Canadian scientists have discovered the most massive star so far in the Milky Way.
Researchers from Montreal University (Université de Montréal), in collaboration with an international team of astrophysicists, have found that the super-massive star has a mass 116 times that of the sun.
Though theoretical models of stellar formation hint at the possibility of stars that can be 150 times the mass of the sun, no star 100 times the mass of the sun has been discovered yet.
The researchers - Olivier Schnurr, Jules Casoli and André-Nicolas Chené, Anthony Moffat and Nicole St-Louis - discovered the super-massive star in the company of yet another massive star whose mass is also 89 times that of the sun.
These two massive stars form a binary system, with the lighter star waltzing around its heavier companion.

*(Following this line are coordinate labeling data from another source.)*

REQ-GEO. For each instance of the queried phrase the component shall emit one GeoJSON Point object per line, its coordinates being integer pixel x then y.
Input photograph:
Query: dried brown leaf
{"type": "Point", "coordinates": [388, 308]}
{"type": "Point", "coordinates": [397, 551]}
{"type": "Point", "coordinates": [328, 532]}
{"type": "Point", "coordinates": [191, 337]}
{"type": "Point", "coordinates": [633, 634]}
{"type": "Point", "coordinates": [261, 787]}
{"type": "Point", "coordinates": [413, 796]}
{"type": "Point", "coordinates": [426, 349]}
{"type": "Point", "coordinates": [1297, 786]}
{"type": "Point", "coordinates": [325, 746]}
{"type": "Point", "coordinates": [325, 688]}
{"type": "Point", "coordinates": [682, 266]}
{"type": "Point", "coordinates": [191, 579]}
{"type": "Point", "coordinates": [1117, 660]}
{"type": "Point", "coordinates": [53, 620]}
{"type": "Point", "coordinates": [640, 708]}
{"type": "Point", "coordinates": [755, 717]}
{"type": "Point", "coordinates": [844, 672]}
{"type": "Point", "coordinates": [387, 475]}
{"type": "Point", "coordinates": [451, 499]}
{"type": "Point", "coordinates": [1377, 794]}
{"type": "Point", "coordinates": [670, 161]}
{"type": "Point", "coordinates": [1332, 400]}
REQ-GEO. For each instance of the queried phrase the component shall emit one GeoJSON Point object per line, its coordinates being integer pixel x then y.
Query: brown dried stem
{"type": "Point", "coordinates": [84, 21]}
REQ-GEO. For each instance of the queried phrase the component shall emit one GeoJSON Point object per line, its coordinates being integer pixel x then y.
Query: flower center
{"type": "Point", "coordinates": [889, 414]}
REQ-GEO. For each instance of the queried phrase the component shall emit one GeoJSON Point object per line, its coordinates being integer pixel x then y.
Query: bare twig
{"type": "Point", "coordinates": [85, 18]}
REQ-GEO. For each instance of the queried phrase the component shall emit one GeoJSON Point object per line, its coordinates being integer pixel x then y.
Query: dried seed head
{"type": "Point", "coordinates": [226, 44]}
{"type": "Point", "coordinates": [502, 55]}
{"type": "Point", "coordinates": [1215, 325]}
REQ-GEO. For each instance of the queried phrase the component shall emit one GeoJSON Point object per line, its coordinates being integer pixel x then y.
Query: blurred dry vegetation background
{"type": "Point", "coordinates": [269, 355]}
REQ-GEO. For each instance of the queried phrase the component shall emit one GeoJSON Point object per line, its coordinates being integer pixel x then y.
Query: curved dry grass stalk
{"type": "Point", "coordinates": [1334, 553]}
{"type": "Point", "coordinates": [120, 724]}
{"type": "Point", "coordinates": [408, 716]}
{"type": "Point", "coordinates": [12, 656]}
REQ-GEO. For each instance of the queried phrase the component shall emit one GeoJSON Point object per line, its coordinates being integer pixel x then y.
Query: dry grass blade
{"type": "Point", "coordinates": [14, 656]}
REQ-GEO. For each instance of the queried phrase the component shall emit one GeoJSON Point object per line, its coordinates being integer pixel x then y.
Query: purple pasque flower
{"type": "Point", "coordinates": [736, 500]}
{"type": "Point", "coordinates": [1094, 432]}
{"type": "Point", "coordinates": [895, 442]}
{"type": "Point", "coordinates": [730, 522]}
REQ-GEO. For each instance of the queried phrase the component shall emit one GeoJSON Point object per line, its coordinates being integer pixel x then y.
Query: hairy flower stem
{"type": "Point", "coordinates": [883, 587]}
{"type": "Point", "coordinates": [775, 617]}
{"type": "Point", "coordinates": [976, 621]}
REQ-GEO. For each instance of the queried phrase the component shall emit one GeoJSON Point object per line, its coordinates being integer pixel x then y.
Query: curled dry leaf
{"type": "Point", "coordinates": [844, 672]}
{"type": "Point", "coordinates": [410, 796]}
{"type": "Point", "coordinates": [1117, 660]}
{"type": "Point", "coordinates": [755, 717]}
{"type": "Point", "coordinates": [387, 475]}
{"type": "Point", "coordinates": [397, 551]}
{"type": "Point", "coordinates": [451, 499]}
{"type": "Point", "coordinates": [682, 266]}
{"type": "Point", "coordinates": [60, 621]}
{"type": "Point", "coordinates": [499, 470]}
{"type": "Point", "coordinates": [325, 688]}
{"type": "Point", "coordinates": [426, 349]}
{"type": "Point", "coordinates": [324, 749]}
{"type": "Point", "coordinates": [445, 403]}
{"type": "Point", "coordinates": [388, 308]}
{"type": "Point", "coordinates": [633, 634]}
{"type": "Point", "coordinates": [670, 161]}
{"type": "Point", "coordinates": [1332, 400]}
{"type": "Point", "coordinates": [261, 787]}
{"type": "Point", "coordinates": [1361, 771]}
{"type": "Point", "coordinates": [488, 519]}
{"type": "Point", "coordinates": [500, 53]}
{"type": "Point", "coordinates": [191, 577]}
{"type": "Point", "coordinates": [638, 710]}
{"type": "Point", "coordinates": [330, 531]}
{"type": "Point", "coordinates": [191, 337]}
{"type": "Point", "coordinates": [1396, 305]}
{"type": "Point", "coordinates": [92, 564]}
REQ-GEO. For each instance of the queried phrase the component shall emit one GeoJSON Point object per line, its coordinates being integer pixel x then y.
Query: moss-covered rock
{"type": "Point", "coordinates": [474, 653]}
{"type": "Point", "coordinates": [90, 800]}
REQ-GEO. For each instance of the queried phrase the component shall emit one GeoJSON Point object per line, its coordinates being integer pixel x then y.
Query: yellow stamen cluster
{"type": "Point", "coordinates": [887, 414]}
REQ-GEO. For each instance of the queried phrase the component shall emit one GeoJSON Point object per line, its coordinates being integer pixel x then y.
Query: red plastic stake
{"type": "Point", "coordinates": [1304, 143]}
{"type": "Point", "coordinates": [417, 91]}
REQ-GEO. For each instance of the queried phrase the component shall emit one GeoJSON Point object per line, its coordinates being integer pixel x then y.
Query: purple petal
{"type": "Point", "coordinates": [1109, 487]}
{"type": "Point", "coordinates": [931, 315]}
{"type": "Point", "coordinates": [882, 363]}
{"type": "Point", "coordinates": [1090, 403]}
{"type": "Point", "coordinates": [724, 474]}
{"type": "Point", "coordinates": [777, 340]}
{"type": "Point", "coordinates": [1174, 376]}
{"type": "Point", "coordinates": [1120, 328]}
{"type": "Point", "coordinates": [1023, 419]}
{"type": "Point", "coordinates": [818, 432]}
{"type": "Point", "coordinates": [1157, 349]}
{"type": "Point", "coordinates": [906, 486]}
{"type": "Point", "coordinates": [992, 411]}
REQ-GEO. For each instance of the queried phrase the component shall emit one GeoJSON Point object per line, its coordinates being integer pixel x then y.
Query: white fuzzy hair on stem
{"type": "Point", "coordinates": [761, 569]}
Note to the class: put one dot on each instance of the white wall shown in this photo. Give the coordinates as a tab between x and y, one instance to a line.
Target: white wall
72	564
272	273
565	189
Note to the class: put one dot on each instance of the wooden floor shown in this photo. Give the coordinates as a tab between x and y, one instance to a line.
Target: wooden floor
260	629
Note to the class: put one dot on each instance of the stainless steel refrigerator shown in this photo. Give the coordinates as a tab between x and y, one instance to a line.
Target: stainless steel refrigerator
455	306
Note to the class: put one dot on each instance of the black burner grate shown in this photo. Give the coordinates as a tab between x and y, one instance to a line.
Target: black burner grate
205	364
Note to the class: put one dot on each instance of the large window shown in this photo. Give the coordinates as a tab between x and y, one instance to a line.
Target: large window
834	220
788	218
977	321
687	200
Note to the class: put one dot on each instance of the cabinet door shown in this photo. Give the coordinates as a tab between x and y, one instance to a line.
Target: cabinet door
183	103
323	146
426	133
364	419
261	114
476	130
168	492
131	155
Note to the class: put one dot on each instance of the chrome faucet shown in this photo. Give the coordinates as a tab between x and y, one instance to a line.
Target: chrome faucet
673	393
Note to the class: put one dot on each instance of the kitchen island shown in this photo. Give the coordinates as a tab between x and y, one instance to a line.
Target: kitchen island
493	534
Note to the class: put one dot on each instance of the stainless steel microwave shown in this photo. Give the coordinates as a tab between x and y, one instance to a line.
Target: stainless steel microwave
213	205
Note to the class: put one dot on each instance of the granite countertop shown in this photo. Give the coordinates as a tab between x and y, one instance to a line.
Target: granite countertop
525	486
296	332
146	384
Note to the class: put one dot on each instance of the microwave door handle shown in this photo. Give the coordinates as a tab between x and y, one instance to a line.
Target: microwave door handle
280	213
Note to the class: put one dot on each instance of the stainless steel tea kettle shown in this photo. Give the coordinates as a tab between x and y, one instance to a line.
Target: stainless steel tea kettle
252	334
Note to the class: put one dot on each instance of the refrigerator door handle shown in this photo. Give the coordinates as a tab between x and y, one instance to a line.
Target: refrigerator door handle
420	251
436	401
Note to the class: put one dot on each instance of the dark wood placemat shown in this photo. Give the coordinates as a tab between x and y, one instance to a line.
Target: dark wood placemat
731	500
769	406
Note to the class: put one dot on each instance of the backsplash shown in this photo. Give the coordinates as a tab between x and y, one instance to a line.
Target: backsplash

They have a rotation period of 3.77 days.
Located in the massive star cluster NGC 3603 of the Milky Way, the super-massive two-star binary system has been named A1, a university statement said.
NGC 3603 (entry number 3603 of the New General Catalogue) is a giant cloud of gas and plasma which is several hundred light years across and lies in the Constellation Carina in the Milky Way. It is about 20,000 light years from the sun.
The statement said the masses of these massive stars were calculated by a combination of observations made with the SINFONI (spectrometer for infra-red faint field imaging) instrument on the Very Large Telescope at the European Organisation for Astronomical Research centre in Chile, and infrared images coming from the Hubble Space Telescope.
The two stars are so massive and bright that the light they transmit shows characteristics that only Wolf-Rayet stars possess.
A Wolf-Rayet star is a hot, massive and evolved star exhibiting a very high loss of mass due to a strong stellar wind (similar to the solar wind), the statement said.